I have two hard drives. The given Mean to Failure Time is $100$ hours.
So if I have one hard drive, the average amount of time until it fails will be $100$ hours.
However, according to my textbook, if I have two hard drives the average amount of time until one fails is $100/2 = 50$.
I don't understand this conceptually. Why do we divide like this? Both hard drives are identical, so a second one will fail on average after 100 hours, sometimes a bit more sometimes a bit less. But the average time until failure should still be $100$ it would seem.
However, I also understand that as you add more hard drives, you are increasing the odds of something going wrong. Obviously you can't IMPROVE the average time until first failure by ADDING hard drives. So it makes sense from that perspective why more hard drives mean less average time until failure.
Yet I'm still confused at to why the formula is $(average\ time \ for\ one\ to\ fail) \div (number\ of\ drives)$
Why is this formula correct?
(Keywords: Poisson process; exponential distribution)
The basic idea is that you have events (failures) arriving on each drive at a mean rate of 1 per 100 hours.
If a machine has two drives, then the events are arriving on the machine at a mean rate of 2 per 100 hours.
The mean time until one event arrives on the machine is thus 50 hours.
Time til failure (a decay process) is usually modelled as an exponential distribution.

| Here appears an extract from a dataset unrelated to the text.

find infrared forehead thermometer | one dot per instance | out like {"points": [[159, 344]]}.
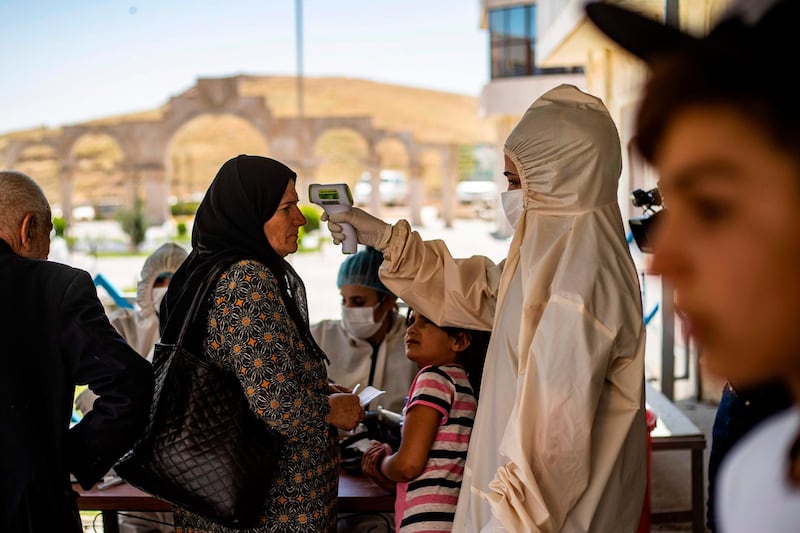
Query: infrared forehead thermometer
{"points": [[336, 198]]}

Thus the probability density function for failure time $T_n$ (/hour) of drive $n$ is: $$f_{n}(t_n) = 0.01 e^{-0.01 t_n}$$
So the expect time til first failure of drives 1,2 is: $$\begin{align} \mathsf E(\min(T_1,T_2)) & = \int_0^\infty\int_0^\infty \min(t_1,t_2) f_1(t_1)f_2(t_2)\operatorname d t_1 \operatorname d t_2 \\ & = \int_0^\infty \left(\int_0^{y} x f_1(x)\operatorname d x + \int_{y}^\infty y f_1(x)\operatorname d x \right)f_2(y)\operatorname d y \\ & = \frac {1}{10^4} \int_0^\infty \left(\int_0^{y} x e^{-0.01 x}\operatorname d x + y \int_{y}^\infty e^{-0.01 x}\operatorname d x \right)e^{-0.01 y}\operatorname d y \\ & = 50 \end{align}$$
Alternatively: since the time til failures are strictly positive random variables. $$\begin{align}\mathsf E(\min(T_1,T_2)) & = \int_0^\infty \mathsf P(\min(T_1, T_2)> t)\operatorname d t \\ & = \int_0^\infty \mathsf P(T_1> t)\cdot \mathsf P(T_2> t)\operatorname d t \\ & = \int_0^\infty e^{-t/100}\cdot e^{-t/100}\operatorname d t \\ & = \int_0^\infty e^{-t/50}\operatorname d t \\ & = 50 \end{align}$$
So we can see that it has to do with the shape of the exponential density function, which is denser for shorter times than longer (and it is not symmetrically distributed around the mean). So the function for the minimum of two such (independent) random variables is even denser for shorter times that longer.